Buying efficiencies are central to any media agency review. But the savings assessment can also be highly contentious. It is a painstaking and highly detailed task for an agency to assess in 25 markets or more their deal-away position and savings capabilities. Spend volumes are key to improving performance in many markets, so budget projections need to be put into the mix. All clients look to make savings, and all clients go into a media pitch with a figure in mind, but in the very mature media markets (for example, TV in the UK), or in highly competitive advertising segments (for example, automotive and FMCG), the reality is that step-changes in price/value are no longer credible, without the support of internal broking.
But even internal broking can only go so far, and with the changes in media consumption habits together with the surge in media proliferation agencies are concluding that strategic partnerships hold the key to extracting value in the future. Why? Because as individual spending volumes to discrete media channels are diminishing and, as the traditional media owners lose audience share, the leverage is being drained out of volume benefits and share deals. This is driving buyers to seek competitive advantage elsewhere, namely in over-committing with strategically important channel owners in return for competitive advantages. With downward pressure on media budgets in the G5, we expect more and more of the weaker media owners to be isolated as funds are drawn towards the media owners with broader sets of commercial assets.
When is a saving not a saving ? Odd question, perhaps, but it will cause consternation if you do not place an emphasis at the start of the pitch process on establishing the Ground rules for directly comparing agency savings commitments.
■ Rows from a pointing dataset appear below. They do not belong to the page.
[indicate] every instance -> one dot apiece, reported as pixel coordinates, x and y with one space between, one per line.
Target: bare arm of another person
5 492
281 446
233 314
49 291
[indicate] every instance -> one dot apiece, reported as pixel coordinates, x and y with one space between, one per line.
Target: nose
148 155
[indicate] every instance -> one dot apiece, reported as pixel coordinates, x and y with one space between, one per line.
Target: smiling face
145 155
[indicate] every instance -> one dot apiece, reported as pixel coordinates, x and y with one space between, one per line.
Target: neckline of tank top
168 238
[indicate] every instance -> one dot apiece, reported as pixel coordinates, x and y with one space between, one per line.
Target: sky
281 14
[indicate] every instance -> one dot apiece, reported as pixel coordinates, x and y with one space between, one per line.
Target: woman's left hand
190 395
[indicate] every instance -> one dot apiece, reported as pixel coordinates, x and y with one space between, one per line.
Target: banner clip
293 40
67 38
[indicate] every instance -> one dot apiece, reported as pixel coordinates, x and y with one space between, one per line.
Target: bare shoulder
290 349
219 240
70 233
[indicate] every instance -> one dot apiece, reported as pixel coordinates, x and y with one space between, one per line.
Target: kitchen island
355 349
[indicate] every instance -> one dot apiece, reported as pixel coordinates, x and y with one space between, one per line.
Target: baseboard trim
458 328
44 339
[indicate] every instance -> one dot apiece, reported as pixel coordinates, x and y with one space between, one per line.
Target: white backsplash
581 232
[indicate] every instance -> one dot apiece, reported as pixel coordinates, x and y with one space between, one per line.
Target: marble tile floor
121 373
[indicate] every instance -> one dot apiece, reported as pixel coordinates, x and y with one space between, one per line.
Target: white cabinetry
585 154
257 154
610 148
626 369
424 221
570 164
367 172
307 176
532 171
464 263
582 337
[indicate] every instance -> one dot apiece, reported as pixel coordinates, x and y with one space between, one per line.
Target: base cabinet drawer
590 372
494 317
Agencies have become highly creative about the definition of a saving, and have invested in permanent resource to justify or to caveat these savings achievements. After the pitch, all agencies know that a media plan will change, and will use change to justify the exclusion of a savings line, so these occasions must also be anticipated and nailed.
There is a world of difference between bankable savings and cost avoidance : one way to test an agency’s mettle is to ask them how much of the savings can be banked the day after they win the business – if the answer is not 100% of their cost commitment, then you have more questions to ask. Think through what you will or won’t allow as a saving: re-seasonalising? moving money out of expensive media into cheap media? lower cost per reach ? a change of buying audience ? Remember that the more types of saving you allow, the greater the risk that they will influence your media planning.
Key takeout 4: Prepare your Savings analysis carefully and define what you will/will not accept as a saving, so that you can unlock maximum value but also to limit wriggle-room after the event. Make sure you have considered fully the degree of risk inherent in an agency’s offer.
5.
For many involved, the work only just starts after the appointment has been made. Transition planning is very important in minimising the risk of transferring business from one agency to another. Some agencies have dedicated transition teams for such purposes, others bring in interims to do the legwork. Transitions for international or global accounts are very labour intensive, the benchmark being 100 days from appointment to completion, and the detailed transition plan needs to be part of every pitch. Governance is also a hot topic after appointment, and here again a client’s definition of what governance means is well worth comparing and contrasting to an agency’s view. An agency will tend to see governance as “overseeing and quality-controlling work activity at a higher level than direct managerial control”. A client will tend to see governance as “the measures, processes and structures implemented by the board in order to inform, direct, manage and monitor the activities of an organization, and to reinforce the importance of transparency of information”.